Author Archives: ks3611

Python Open Lab November 9

This week we learned pandas, which is a package built on top of Numpy. It has Dataframe as its core data structure which is very useful for dealing with table data. Dataframe is made up of multidimensional arrays with rows and columns. It supports heterogeneous types and missing data, which is a great feature.

Pandas is great for loading files. It has different functions for reading csv, excel, html and sql. For example, if we want to load csv file, just use function read_csv().

import pandas as pd

taxi_data = pd.read_csv('./files/green_tripdata_2018-02.csv')

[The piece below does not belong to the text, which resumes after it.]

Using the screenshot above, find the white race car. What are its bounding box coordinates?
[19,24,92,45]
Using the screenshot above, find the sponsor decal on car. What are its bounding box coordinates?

After this, the file will be loaded automatically as a dataframe. We can use function head() to check the first five lines of dataframe. This function will show column indexs and row indexs too. Another statistical function is describe(), it will show statistics like mean, std, min, 25%, 50%, 75%, max on each column.

To learn dataframe, we should have a good understanding of Series first. Series is very similar to List. The difference only is that Series has index for each element.


series_data = pd.Series([0.25, 0.5, 0.75, 1.0])



0    0.25

1    0.50

2    0.75

3    1.00

dtype: float64

For the above example, we can see that the index for value 0.25 is 0, the index for value 0.5 is 1,…  That’s what index of Series looks like.

The index of Series can also be characters.


series_data = pd.Series([0.25, 0.5, 0.75, 1.0],index=['a', 'b', 'c', 'd'])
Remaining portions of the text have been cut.